We recommend that you set your firewall rules for outbound traffic, based on Data Box Gateway fixed IP addresses, liberally in most cases. However, you can use the information below to set advanced firewall rules that are needed to create secure environments.
Note
- The device (source) IPs should always be set to all the cloud-enabled network interfaces.
- The destination IPs should be set to Azure datacenter IP ranges.

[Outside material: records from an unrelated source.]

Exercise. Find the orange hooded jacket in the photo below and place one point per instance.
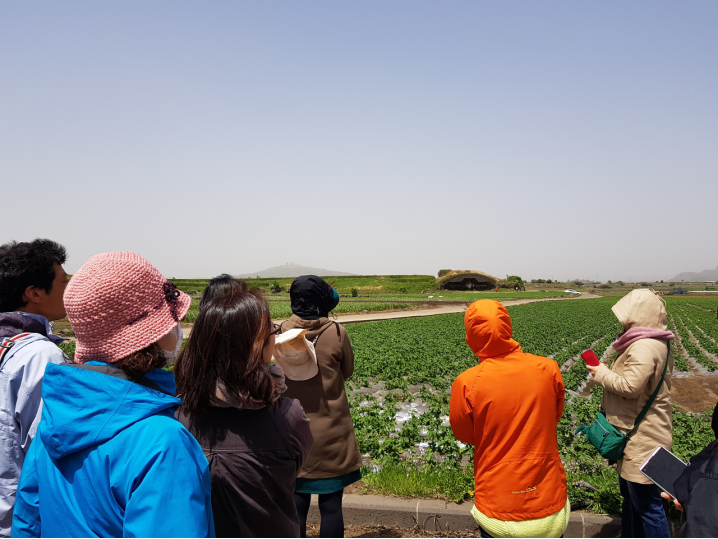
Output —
(508, 407)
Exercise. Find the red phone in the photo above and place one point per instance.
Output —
(590, 358)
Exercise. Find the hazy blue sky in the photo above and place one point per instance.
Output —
(545, 139)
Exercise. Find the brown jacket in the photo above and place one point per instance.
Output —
(324, 399)
(633, 378)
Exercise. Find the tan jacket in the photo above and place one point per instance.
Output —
(631, 381)
(324, 399)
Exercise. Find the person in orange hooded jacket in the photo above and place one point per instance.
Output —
(508, 407)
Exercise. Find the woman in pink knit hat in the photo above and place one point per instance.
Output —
(109, 457)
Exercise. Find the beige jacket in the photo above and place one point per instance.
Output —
(631, 381)
(324, 399)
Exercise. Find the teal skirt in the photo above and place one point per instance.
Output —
(328, 485)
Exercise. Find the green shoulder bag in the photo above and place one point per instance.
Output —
(609, 441)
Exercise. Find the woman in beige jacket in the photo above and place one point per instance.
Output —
(643, 350)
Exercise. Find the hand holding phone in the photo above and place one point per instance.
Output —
(663, 468)
(589, 356)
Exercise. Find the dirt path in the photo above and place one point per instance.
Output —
(414, 313)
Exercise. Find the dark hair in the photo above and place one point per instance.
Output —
(27, 264)
(226, 347)
(222, 284)
(141, 362)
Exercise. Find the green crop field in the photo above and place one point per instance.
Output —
(399, 393)
(404, 370)
(365, 284)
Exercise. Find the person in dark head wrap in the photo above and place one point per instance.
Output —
(334, 460)
(312, 298)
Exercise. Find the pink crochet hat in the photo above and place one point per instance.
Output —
(118, 304)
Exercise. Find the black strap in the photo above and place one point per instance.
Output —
(655, 393)
(7, 344)
(111, 370)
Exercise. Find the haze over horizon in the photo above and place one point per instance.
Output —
(548, 140)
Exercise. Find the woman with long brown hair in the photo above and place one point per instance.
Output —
(109, 458)
(255, 440)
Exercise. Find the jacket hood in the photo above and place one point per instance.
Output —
(488, 329)
(641, 308)
(312, 298)
(84, 408)
(14, 323)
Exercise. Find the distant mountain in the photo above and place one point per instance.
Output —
(705, 275)
(291, 270)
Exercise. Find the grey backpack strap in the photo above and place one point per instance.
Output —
(7, 344)
(116, 372)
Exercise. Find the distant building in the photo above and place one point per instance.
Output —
(467, 280)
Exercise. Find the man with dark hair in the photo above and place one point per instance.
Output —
(32, 283)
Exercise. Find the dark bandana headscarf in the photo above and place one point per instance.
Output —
(312, 298)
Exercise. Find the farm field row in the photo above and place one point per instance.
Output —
(282, 309)
(280, 306)
(446, 295)
(404, 370)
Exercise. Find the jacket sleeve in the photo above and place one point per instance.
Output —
(560, 393)
(298, 435)
(28, 406)
(347, 365)
(460, 411)
(26, 515)
(169, 490)
(639, 366)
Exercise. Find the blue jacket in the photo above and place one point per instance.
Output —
(110, 459)
(20, 398)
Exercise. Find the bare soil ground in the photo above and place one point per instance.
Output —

| URL pattern | Component or functionality |
|---|---|
| https://*.databoxedge.azure.com/* https://*.servicebus.windows.net/* https://login.windows.net |
Azure Stack Edge / Data Box Gateway service Azure Service Bus Authentication Service |
| http://*.backup.windowsazure.com | Device activation |
| http://crl.microsoft.com/pki/* http://www.microsoft.com/pki/* |
Certificate revocation |
| https://*.core.windows.net/* https://*.data.microsoft.com http://*.msftncsi.com |
Azure storage accounts and monitoring |
| http://windowsupdate.microsoft.com http://*.windowsupdate.microsoft.com https://*.windowsupdate.microsoft.com http://*.update.microsoft.com https://*.update.microsoft.com http://*.windowsupdate.com http://download.microsoft.com http://*.download.windowsupdate.com http://wustat.windows.com http://ntservicepack.microsoft.com http://go.microsoft.com http://dl.delivery.mp.microsoft.com https://dl.delivery.mp.microsoft.com http://*.ws.microsoft.com https://*.ws.microsoft.com http://*.mp.microsoft.com |
Microsoft Update servers |
| http://*.deploy.akamaitechnologies.com | Akamai CDN |
| https://*.partners.extranet.microsoft.com/* | Support package |
| http://*.data.microsoft.com | Telemetry service in Windows, see the update for customer experience and diagnostic telemetry |
| https://(vault-name).vault.azure.net:443 | Key Vault |
URL patterns for Azure Government
| URL pattern | Component or functionality |
|---|---|
| https://*.databoxedge.azure.us/* https://*.servicebus.usgovcloudapi.net/* https://login.microsoftonline.us |
Azure Stack Edge / Data Box Gateway service Azure Service Bus Authentication Service |
| http://*.backup.windowsazure.us | Device activation |
| http://crl.microsoft.com/pki/* http://www.microsoft.com/pki/* |
Certificate revocation |
| https://*.core.usgovcloudapi.net/* https://*.data.microsoft.com http://*.msftncsi.com |
Azure storage accounts and monitoring |
| http://windowsupdate.microsoft.com http://*.windowsupdate.microsoft.com https://*.windowsupdate.microsoft.com http://*.update.microsoft.com https://*.update.microsoft.com http://*.windowsupdate.com http://download.microsoft.com http://*.download.windowsupdate.com http://wustat.windows.com http://ntservicepack.microsoft.com http://*.ws.microsoft.com https://*.ws.microsoft.com http://*.mp.microsoft.com |
Microsoft Update servers |
| http://*.deploy.akamaitechnologies.com | Akamai CDN |
| https://*.partners.extranet.microsoft.com/* | Support package |
| http://*.data.microsoft.com | Telemetry service in Windows, see the update for customer experience and diagnostic telemetry |
Internet bandwidth
The devices are designed to continue to operate when your internet connection is slow or gets interrupted. In normal operating conditions, we recommend that you use:
- A minimum of 10-Mbps download bandwidth to ensure the device stays updated.
- A minimum of 20-Mbps dedicated upload and download bandwidth to transfer files.